Николаевский мост в Санкт-Петербурге. Около 1888 года[28]
В первоначальном замысле «Петербург» прямо продолжал «Серебряного голубя»: невесте Дарьяльского Кате приходило письмо, которое тот написал перед своим убийством; дядя Кати, крупный чиновник, ехал посоветоваться со своим другом – сенатором Аблеуховым. Тут Белого захватила цепочка ассоциаций, связь видов и звуков Петербурга с вырисовывавшейся в воображении фигурой сенатора – и прежний замысел был отброшен. Однако некоторые его детали сохранились. Мастеровой Степка в «Серебряном голубе» уходит в неизвестном направлении – чтобы появиться во второй главе «Петербурга» и пересказать своим столичным знакомым историю сектантов и убитого ими злосчастного «барина» Дарьяльского. Так морок петербургского «низа» подпитывается дикой стихией родом из совсем другой России. Утрированно неграмотная речь Степки и его обосновавшихся в Петербурге земляков («эвона», «ничаво», «нет у них надлежащих понятиев», «аслапажденье») вторит такой же речи деревенских сектантов-«голубей». Эта нарочитая ненормативность, которую Иванов-Разумник называл безвкусицей, для Белого – знак хтонической угрозы. Постоянный собеседник Степки революционер Дудкин в финале «Петербурга» сходит с ума и закалывает ножницами провокатора Липпанченко.
Кроме того, в «Петербурге» упоминается уездный город Лихов из «Серебряного голубя». Вместе с Мухоединском, Гладовым, Мороветринском и Пупинском он олицетворяет «современную “больную” Россию, которой суждено пройти через духовное преображение»{45}.
Если в «Петербурге» исследуется городское пространство, то «Серебряный голубь» – роман, с одной стороны, о стремлении к «земле, к природе родных полей»{46}, с другой – об угрозе, которые таит это пространство. Несмотря на то что в эпилоге «Петербурга» Аблеухов-младший тоже «расхаживает по полю, по лугам, по лесам» и читает «русского философа» Григория Сковороду, из второй, «берлинской» редакции «Петербурга» Белый убрал почти все реминисценции из «Серебряного голубя».

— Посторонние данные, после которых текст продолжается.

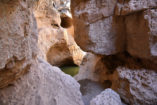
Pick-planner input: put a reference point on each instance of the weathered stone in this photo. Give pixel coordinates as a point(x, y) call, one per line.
point(18, 39)
point(125, 7)
point(56, 44)
point(107, 97)
point(136, 87)
point(96, 30)
point(87, 68)
point(43, 85)
point(89, 90)
point(142, 34)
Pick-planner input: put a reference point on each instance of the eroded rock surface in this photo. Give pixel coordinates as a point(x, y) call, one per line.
point(87, 68)
point(43, 85)
point(18, 39)
point(56, 44)
point(107, 97)
point(108, 27)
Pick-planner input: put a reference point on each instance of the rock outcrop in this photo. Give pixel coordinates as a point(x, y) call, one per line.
point(107, 97)
point(122, 35)
point(43, 85)
point(87, 68)
point(18, 39)
point(24, 79)
point(113, 26)
point(56, 43)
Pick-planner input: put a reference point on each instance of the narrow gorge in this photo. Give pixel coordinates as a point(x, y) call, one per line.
point(78, 52)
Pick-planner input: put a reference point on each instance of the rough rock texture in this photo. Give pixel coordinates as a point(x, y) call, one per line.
point(87, 68)
point(125, 7)
point(43, 85)
point(89, 90)
point(124, 33)
point(96, 30)
point(107, 97)
point(136, 86)
point(18, 39)
point(134, 79)
point(108, 27)
point(55, 43)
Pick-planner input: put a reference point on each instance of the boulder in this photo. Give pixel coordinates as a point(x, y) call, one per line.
point(107, 97)
point(136, 87)
point(43, 85)
point(131, 27)
point(56, 43)
point(87, 68)
point(18, 39)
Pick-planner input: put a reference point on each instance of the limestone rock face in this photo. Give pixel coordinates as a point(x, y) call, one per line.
point(94, 32)
point(56, 44)
point(87, 68)
point(43, 85)
point(108, 27)
point(142, 34)
point(136, 86)
point(18, 39)
point(107, 97)
point(134, 82)
point(131, 6)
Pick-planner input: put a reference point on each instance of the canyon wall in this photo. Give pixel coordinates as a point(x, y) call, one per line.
point(56, 42)
point(25, 78)
point(122, 36)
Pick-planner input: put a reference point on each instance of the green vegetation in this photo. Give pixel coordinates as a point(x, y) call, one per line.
point(71, 70)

Множество мотивов и тем «Петербурга» берут начало в гоголевской прозе: обманчивость города – из «Невского проспекта», безумие Дудкина – среди прочего, в «Записках сумасшедшего». Многочисленные лирические отступления «Петербурга», конечно, навевают мысль о «Мертвых душах».
Белый сам отмечал свою преемственность с Гоголем: «Проза Белого в звуке, образе, цветописи и сюжетных моментах – итог работы над гоголевскою образностью; проза эта возобновляет в XX столетии “школу” Гоголя»{47}. В книге «Мастерство Гоголя» Белый без обиняков включал «Петербург» в анализ: «Ряд фраз из “Шинели” и “Носа” – зародыши, врастающие в фразовую ткань “Петербурга”: у Гоголя по Невскому бродят носы, бакенбарды, усы; у Белого бродят носы “утиные, орлиные, петушиные”; другой пример – типичный “тройной повтор Гоголя”: “странные, весьма странные, чрезвычайно странные свойства”{48}. Развивает Белый и традиции гоголевской ономастики: тот же Аполлон Аполлонович – своего рода двойник Акакия Акакиевича из “Шинели” Гоголя и одновременно “значительного лица”, к которому Акакий Акакиевич идет со своей бедой: «он в аспекте “министра” – значительное лицо; в аспекте обывателя – Акакий Акакиевич»{49}.
Связь с Достоевским в «Петербурге» проработана скорее не на уровне стилистики, а на уровне мотивов и персонажей. К «Преступлению и наказанию» восходит проблематика убийства ради высшего блага. Важна для «Петербурга» и поэтика скандала, столь продуктивная у Достоевского. Аблеухов-младший похож на Раскольникова и Ставрогина, Дудкин – на Свидригайлова, Раскольникова, Ивана Карамазова и «подпольного человека» (он сам называет себя «деятелем из подполья»). Провокатор Морковин – агент охранки, который велит Николаю Аполлоновичу убить отца, – напоминает одновременно Порфирия Петровича из «Преступления и наказания» и Смердякова из «Братьев Карамазовых» (например, он разыгрывает Николая Аполлоновича, называя себя его братом, сыном Аблеухова-старшего от некой белошвейки; параллель к этому – происхождение Смердякова, незаконного сына Федора Карамазова). Фамилия провокатора Липпанченко, возможно, образована от имен персонажей «Бесов» – Липутина и Толкаченко; к Липутину может восходить и Лихутин{50}.